With the city and surrounding area being in Code Orange and active cases continuing to rise, the province said people should expect to see more sites soon.
Health Minister Cameron Friesen made the comment at the COVID-19 briefing on Monday, noting the plan is to double the number of testing sites in the coming weeks.
"I would want people to know that improvements are coming as I said last week. Help is on the way. But I would want people to understand that we're talking about a matter of days before they see those early improvements and not simply a matter of weeks," said Friesen.

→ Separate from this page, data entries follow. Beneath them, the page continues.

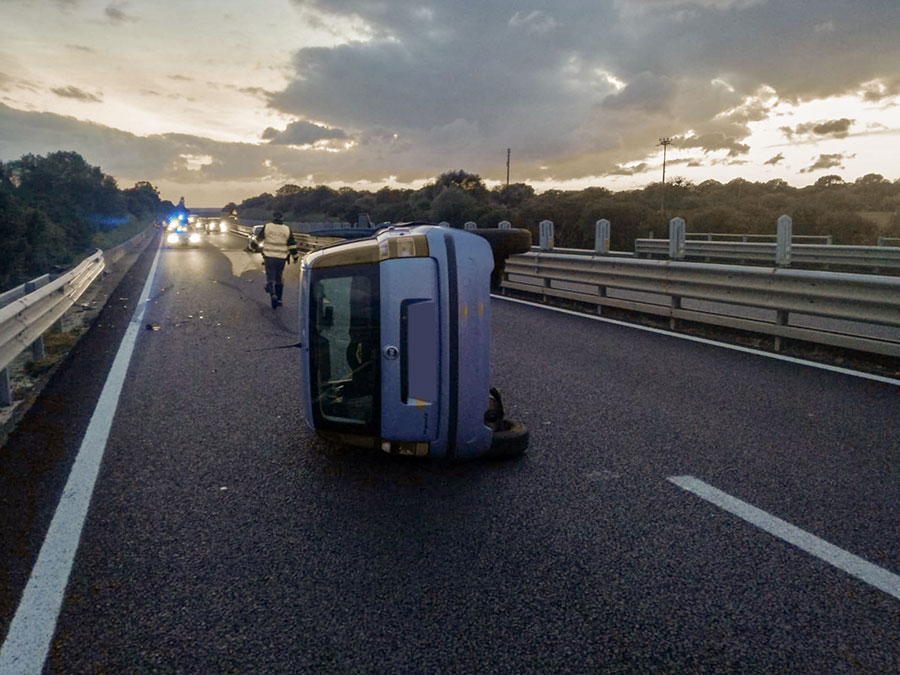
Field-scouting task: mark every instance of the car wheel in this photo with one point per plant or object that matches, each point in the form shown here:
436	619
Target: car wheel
509	440
504	243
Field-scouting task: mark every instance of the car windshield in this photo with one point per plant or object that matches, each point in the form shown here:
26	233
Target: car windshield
345	346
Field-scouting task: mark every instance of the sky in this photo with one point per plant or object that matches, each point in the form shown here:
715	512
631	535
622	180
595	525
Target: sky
221	100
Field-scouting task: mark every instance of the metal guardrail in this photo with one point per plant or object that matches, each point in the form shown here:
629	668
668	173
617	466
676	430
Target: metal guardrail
24	320
724	236
856	311
873	257
29	310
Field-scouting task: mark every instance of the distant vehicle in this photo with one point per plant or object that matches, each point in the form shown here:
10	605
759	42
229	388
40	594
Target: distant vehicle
181	234
395	334
254	243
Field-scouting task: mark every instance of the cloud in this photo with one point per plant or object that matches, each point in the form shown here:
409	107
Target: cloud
302	133
116	15
642	167
77	94
646	92
827	162
836	128
712	142
532	23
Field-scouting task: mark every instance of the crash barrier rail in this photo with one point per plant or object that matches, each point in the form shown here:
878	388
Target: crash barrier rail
826	239
874	257
29	310
782	252
24	320
855	311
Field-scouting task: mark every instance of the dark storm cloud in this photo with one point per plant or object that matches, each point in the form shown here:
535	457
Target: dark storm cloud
77	94
301	133
537	77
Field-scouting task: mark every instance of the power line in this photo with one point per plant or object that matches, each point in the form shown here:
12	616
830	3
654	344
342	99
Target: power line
665	142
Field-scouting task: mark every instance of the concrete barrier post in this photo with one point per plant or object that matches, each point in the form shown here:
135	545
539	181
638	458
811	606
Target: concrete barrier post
546	235
676	238
5	389
601	236
783	242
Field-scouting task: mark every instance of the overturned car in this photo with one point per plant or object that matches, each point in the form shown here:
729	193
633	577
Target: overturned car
395	334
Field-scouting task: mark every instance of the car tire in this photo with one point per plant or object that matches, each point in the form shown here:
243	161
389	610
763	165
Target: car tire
510	440
505	243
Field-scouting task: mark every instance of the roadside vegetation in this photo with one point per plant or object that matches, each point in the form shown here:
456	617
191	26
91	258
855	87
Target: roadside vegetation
852	212
55	210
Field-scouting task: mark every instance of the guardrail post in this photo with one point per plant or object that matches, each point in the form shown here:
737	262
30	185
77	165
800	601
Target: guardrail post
781	318
675	304
601	236
38	353
676	239
546	235
783	242
5	390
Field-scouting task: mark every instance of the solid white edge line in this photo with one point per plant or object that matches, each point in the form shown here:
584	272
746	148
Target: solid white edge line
692	338
853	565
34	623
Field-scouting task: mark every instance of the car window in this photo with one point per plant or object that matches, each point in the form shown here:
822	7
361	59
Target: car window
345	346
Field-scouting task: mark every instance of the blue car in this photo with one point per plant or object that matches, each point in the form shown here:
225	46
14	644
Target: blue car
395	334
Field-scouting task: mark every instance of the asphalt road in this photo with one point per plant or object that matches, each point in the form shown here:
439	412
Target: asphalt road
223	537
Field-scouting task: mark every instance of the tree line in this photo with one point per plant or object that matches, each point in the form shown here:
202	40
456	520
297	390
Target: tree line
855	212
54	209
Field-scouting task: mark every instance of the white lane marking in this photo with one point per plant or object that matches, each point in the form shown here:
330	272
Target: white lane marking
32	628
692	338
853	565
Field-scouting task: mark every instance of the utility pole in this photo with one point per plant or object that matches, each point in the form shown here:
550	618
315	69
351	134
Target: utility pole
665	142
507	167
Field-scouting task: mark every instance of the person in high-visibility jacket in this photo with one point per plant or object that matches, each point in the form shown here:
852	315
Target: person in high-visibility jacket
279	246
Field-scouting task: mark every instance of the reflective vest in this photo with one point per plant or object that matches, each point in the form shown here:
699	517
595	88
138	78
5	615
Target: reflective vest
279	241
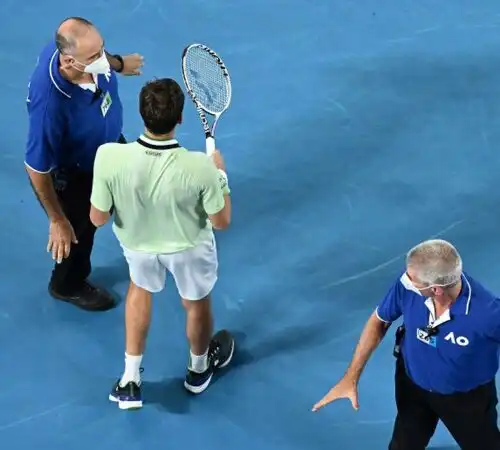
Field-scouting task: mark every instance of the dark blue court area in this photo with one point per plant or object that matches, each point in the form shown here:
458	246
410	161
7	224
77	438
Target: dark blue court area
357	129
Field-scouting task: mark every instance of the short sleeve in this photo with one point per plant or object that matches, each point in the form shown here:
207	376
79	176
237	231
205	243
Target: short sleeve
211	191
390	308
47	123
101	197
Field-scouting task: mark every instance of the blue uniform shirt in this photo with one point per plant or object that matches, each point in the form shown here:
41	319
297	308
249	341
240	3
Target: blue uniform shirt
66	122
464	353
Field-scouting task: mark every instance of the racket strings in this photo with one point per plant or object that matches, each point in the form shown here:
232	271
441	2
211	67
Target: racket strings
207	80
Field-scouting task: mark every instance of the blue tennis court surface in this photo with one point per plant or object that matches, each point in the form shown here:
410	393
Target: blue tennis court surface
357	129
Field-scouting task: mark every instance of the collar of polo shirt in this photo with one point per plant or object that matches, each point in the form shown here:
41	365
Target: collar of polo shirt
460	306
60	83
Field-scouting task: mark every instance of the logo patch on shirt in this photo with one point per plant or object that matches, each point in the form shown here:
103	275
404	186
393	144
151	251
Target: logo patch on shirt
106	104
424	337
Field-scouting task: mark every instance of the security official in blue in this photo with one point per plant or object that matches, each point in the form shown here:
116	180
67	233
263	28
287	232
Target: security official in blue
447	352
73	107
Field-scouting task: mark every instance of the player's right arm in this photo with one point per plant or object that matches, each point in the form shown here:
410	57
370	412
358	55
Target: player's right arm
44	136
215	193
374	331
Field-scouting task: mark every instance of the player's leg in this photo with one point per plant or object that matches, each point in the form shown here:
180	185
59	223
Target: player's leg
195	274
147	276
415	422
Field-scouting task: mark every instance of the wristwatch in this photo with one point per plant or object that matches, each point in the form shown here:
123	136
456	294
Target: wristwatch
120	59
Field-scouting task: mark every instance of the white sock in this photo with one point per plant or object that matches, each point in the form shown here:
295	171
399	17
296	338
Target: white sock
132	370
198	363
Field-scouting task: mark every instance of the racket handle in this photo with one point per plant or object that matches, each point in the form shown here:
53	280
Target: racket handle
210	145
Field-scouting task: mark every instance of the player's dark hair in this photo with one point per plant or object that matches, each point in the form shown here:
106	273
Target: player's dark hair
161	103
66	43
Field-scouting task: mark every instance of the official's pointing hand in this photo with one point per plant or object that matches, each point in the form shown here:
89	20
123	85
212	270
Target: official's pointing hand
346	388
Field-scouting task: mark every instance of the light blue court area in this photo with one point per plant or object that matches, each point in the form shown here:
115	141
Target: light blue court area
357	129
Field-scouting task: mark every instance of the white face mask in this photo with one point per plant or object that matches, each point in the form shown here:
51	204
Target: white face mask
98	67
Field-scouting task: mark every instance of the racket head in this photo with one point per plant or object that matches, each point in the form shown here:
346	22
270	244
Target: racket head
206	79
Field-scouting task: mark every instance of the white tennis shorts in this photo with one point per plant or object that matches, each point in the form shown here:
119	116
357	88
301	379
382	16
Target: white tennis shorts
194	270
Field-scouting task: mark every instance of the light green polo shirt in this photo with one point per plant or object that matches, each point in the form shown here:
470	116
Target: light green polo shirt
161	194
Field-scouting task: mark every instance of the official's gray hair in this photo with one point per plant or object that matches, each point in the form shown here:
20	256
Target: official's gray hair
67	41
435	262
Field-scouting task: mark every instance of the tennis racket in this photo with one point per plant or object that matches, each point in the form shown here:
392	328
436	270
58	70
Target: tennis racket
209	86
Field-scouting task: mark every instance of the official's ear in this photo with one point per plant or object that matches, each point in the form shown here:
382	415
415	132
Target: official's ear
67	61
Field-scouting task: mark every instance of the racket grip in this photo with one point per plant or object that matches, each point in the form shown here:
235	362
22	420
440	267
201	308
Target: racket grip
210	145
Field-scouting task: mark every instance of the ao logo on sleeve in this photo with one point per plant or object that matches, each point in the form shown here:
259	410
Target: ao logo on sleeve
462	341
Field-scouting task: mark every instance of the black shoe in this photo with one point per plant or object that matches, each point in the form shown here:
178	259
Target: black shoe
128	396
220	354
88	297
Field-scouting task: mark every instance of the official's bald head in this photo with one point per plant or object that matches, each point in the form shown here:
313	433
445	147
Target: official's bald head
78	38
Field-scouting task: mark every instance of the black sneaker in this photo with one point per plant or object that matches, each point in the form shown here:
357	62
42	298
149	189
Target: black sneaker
220	353
88	297
128	396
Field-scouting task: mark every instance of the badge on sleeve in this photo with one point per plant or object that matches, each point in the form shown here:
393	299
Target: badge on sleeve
424	337
106	104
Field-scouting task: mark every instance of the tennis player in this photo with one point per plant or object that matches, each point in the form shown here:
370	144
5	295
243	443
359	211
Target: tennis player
165	201
447	352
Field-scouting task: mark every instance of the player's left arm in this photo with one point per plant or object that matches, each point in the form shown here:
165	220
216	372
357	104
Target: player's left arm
126	65
101	199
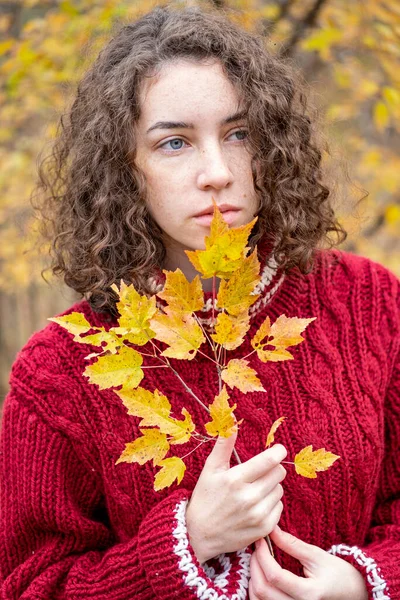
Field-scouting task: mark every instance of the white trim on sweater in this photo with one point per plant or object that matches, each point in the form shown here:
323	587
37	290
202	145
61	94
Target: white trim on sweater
191	575
378	584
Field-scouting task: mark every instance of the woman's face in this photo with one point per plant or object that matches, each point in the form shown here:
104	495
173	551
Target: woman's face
190	146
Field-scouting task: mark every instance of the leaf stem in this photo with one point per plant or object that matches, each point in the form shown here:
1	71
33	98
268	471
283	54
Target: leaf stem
198	446
213	299
187	388
249	354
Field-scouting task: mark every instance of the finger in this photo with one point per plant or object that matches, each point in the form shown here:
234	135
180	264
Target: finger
259	588
307	554
264	485
261	464
285	581
220	455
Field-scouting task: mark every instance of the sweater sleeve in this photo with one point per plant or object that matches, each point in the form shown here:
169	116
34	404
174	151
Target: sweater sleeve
55	542
378	560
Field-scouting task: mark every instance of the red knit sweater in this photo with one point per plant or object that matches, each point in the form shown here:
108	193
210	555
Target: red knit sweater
74	525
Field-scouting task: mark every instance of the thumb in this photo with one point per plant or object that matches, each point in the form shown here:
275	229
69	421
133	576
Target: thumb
220	455
307	554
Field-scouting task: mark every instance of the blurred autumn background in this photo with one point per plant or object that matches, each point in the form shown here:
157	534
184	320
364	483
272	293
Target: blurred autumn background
348	52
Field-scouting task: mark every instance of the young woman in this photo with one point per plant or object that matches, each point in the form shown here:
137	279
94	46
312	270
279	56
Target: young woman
180	108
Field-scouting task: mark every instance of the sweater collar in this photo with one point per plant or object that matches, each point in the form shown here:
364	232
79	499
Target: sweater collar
271	278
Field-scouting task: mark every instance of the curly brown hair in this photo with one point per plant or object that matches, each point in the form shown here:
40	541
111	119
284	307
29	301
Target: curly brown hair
92	197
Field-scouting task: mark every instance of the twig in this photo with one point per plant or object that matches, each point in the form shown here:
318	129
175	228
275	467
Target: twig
301	27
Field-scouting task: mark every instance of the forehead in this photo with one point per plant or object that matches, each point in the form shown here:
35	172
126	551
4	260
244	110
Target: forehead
187	85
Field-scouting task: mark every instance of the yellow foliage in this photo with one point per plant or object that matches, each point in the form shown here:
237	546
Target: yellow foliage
272	431
308	462
135	314
180	294
180	331
223	421
153	445
238	374
285	332
155	411
381	115
225	248
230	331
172	469
236	295
116	369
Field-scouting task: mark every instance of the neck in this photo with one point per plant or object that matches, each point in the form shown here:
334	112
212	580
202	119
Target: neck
177	259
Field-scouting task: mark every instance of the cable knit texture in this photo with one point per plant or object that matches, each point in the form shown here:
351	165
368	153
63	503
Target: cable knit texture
74	525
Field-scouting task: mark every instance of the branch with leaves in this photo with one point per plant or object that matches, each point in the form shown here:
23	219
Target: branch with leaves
143	322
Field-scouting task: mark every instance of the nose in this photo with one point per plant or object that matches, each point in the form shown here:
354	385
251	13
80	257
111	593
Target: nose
214	171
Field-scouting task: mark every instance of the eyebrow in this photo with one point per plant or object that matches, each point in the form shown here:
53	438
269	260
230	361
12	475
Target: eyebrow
182	125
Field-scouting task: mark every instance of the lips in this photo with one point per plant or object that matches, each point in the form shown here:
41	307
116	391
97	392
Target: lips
223	208
229	214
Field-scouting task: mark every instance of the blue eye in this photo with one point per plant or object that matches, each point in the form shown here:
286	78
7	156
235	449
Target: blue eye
240	132
173	144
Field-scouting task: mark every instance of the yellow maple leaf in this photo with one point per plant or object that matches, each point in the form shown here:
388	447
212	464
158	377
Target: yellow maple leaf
180	294
262	332
116	369
135	314
225	248
180	331
272	431
283	333
152	445
223	421
112	341
230	330
75	323
155	409
286	331
238	374
307	463
172	468
235	294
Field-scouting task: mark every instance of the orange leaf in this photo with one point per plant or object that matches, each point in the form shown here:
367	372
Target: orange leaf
230	331
172	468
223	421
152	445
225	248
238	374
236	294
271	434
180	331
308	463
180	294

Dr. Brent Roussin, the province's chief provincial public health officer, said he understands people are frustrated with the wait times.
"We are actively working on those solutions that's both sustainable and will evolve the situation," said Roussin.
Friesen also mentioned that new sites – which should start to show up within a week – are not the only solutions the government is looking at to improve the current situation.
"So we're working hard with the regions to understand where they could pull additional workforce from. How they could facilitate elongating the hours of operation. Looking for efficiencies," said Friesen, who used the new mobile testing site as an example, as it was able to increase its testing limits.
WHAT HAS LED TO THE LIMITED TESTING SITES
Friesen was asked Monday if there has been any one factor to the struggles of the testing sites and Friesen said there is a list of issues that the province is working on to fix.
He also noted that Winnipeg and Manitoba are not alone, as other provinces are also facing similar problems.
"We are all faced with the same challenges that, with the fall coming, there are people looking to get that test performed and that systems are having to walk and chew gum at the same time," said Friesen. "We have not that same ability to redeploy people and simply shutter the healthcare system to do it."
Friesen added that the workforce is a challenge but the government is also looking for creative solutions to that problem, like if other people besides nurses can be trained to swab someone properly for the test.
"There is a short-term pain right now. Manitobans are feeling that. We plan to produce a long-term gain. We have said help is on the way and I make that commitment."